If severities answer "how bad is this incident?", statuses answer "how close
are we to getting back to normal?"
Statuses keep stakeholders up-to-date #
The last thing a busy incident response team needs is all the different
stakeholders asking "do we know what's wrong here?" or "is this fixed yet?". The
correct set of statuses preempt those questions.
Like severities, statuses are the common language across your organization for
making sure people know where in the incident lifecycle you are right now.
Choosing statuses that make sense for your organization #
Choosing the right number of statuses is key. Too few and you'll still be
fielding those disruptive questions, too many and you'll waste time deliberating
whether an incident is "mostly mitigated" or "fully mitigated".
Like a child on a long car journey, the first question to think about is "are
we there yet?" The most basic set of statuses are just "Ongoing" and
"Resolved". That lets the rest of your organization know whether there's
a known issue right now.
That's probably enough for a small team with short-lived incidents, but as your
organization and product grows in complexity so will your incidents.
What's useful during an ongoing incident?
Let's start during the incident.

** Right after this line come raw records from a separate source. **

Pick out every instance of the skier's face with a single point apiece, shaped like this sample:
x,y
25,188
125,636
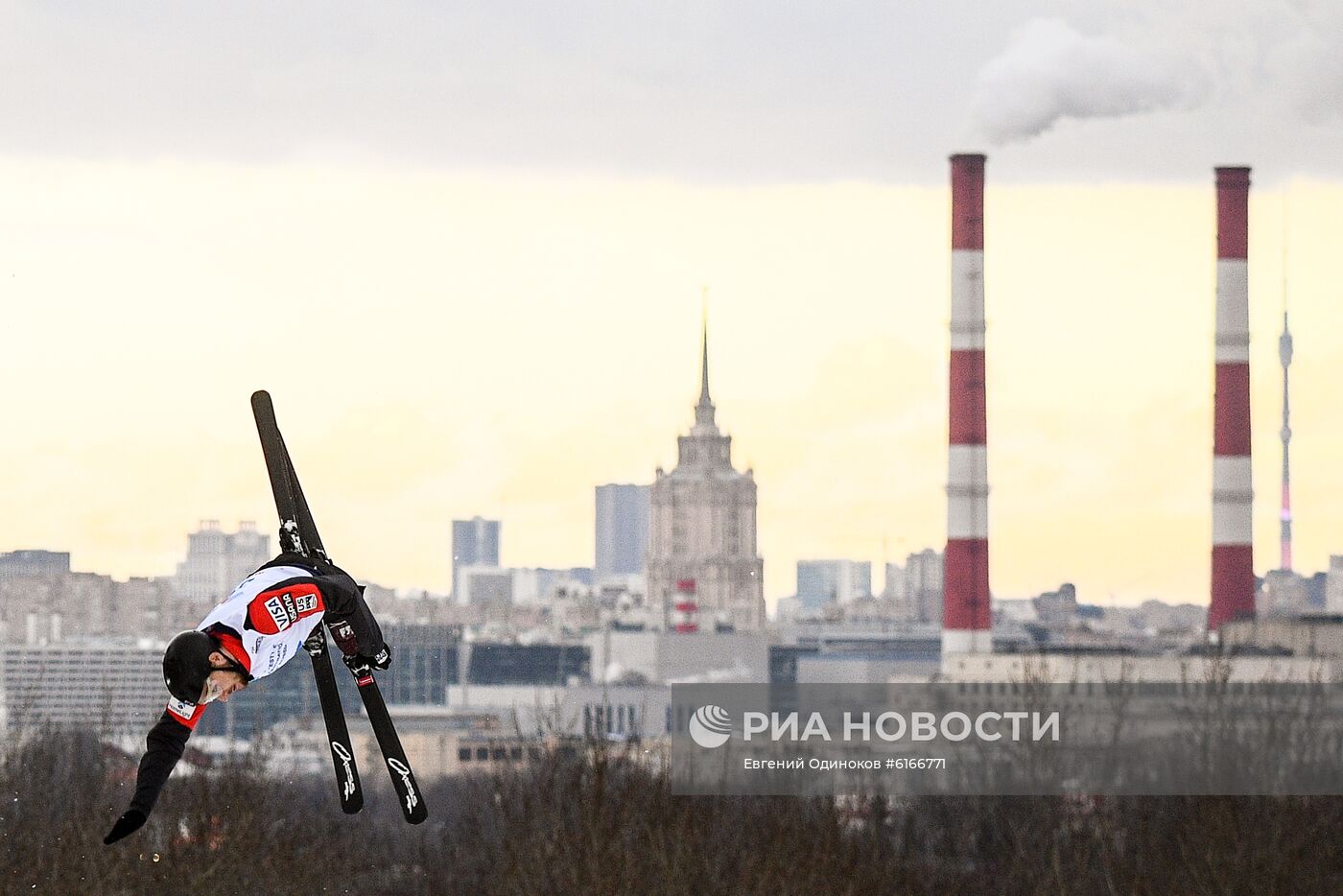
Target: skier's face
x,y
222,683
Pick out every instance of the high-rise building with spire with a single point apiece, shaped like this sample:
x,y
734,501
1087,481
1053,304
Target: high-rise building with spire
x,y
1284,352
702,531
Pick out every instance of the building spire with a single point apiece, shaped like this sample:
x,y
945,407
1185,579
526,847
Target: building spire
x,y
704,410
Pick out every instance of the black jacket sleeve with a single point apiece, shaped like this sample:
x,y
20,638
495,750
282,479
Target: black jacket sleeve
x,y
163,748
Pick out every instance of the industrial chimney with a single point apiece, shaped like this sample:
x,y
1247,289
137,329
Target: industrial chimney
x,y
967,626
1233,557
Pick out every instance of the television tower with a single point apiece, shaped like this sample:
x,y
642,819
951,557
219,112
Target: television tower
x,y
1284,352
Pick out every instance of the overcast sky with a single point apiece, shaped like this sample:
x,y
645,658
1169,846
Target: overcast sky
x,y
695,90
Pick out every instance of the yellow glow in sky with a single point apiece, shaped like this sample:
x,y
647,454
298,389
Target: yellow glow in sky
x,y
440,346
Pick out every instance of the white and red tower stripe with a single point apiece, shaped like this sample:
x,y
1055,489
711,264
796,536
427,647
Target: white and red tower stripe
x,y
1233,556
967,626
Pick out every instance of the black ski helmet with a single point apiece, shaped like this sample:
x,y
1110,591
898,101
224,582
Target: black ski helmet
x,y
187,665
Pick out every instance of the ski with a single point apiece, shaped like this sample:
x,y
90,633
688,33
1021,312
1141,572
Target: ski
x,y
284,485
297,526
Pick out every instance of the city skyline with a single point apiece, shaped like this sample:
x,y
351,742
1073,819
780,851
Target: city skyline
x,y
480,295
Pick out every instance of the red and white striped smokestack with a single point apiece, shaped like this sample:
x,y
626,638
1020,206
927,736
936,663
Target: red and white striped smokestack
x,y
1233,557
966,626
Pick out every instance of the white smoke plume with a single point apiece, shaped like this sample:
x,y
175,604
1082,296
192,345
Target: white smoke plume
x,y
1049,71
1249,58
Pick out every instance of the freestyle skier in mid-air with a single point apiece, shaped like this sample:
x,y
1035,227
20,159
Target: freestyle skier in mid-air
x,y
261,626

The key questions the status needs to answer
are "do we know what's wrong?" and "is the impact still happening?". You
might solve that with:
- "Investigating": we think something is wrong, but we're not sure what it is
- "Fixing": we've figured out what's wrong and we're trying to fix it
- "Monitoring": we think it's fixed, but want to double-check!
These statuses should be simple and clear enough that they make sense for
responders, internal, and external stakeholders.
What's useful once an incident is resolved?
As your organization scales, you'll want to put in place processes to help you
learn from incidents (we'll go into more detail about this later
in this guide).
If you're trying to hold incident leads accountable for following the
post-incident process you define, statuses can help you do that. You might split
"Resolved" into different stages:
- "Impact mitigated": things are back to normal, and it's time to start learning
- "Debrief completed": you've met to discuss what can be learned from this
incident, and any follow-ups have been assigned to the relevant team
- "Closed": the post-incident process is over 🎊
In summary #
When you're designing your organization's incident response process, it's
helpful to think about what incident statuses will be used for. They will:
- Frame incident updates: do your statuses help Incident Leads send updates at
the right time?
- Communicate with stakeholders: if all you could see about an incident was the
name, a short summary, the severity, and the status, would you know whether
you could help? Would executives understand the impact? Would your customer
support folks be able to keep your customers updated?